Industry
Ilya Kabanov

OpenAI Daybreak wraps GPT-5.5, Codex Security, and many promises

TL;DR OpenAI's Daybreak wraps GPT-5.5 and Codex Security into three access tiers, including a KYC-gated GPT-5.5-Cyber preview for authorized red teaming. It's the only frontier-lab cyber offering a buyer can engage on today. But not everyone is excited about it.

A quick game first.
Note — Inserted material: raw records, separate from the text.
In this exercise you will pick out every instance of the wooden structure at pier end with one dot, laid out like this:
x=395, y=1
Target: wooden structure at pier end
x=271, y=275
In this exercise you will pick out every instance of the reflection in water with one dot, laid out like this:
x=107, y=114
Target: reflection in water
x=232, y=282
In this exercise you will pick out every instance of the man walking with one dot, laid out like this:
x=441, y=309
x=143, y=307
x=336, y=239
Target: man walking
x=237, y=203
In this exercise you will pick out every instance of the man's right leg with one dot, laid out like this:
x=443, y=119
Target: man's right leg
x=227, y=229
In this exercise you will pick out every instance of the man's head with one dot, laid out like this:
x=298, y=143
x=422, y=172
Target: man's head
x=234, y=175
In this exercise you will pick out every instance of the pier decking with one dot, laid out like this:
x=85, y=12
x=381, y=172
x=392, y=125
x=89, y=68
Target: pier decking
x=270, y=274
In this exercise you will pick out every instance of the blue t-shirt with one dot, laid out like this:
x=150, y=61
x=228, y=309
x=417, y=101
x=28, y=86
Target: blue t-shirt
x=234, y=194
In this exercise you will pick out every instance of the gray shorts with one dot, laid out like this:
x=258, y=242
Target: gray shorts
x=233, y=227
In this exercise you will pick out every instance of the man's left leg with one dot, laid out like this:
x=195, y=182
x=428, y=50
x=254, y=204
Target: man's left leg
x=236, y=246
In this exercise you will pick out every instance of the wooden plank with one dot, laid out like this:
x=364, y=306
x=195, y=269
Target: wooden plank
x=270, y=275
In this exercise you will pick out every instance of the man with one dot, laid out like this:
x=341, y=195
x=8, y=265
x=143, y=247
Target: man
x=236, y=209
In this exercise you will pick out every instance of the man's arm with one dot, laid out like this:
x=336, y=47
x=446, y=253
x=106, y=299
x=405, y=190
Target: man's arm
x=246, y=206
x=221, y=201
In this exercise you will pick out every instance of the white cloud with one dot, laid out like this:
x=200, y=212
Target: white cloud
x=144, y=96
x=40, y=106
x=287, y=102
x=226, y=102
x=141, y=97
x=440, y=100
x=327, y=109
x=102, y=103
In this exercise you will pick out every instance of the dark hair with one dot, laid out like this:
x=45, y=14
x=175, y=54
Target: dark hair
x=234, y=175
Can you guess the labs below?

The 'we are not evil' lab.

We have a model so dangerous our own engineers cannot keep it on a leash. It blackmails them. We are not showing it yet.

The 'we are big' lab.

We just caught an unnamed criminal group that used an LLM (definitely not ours) to compromise 2FA on an unnamed product through an undisclosed mechanism. By the way, we have two super-powerful projects that can find security bugs and fix them. We cannot show them yet, so please use our beautiful slides to defend yourself in the meantime.

The 'everyone says we are evil' lab.

We already have a cybersecurity product in GA. We released a new model with tiered access for cyber defenders. Today, we are announcing how we stitch it all together.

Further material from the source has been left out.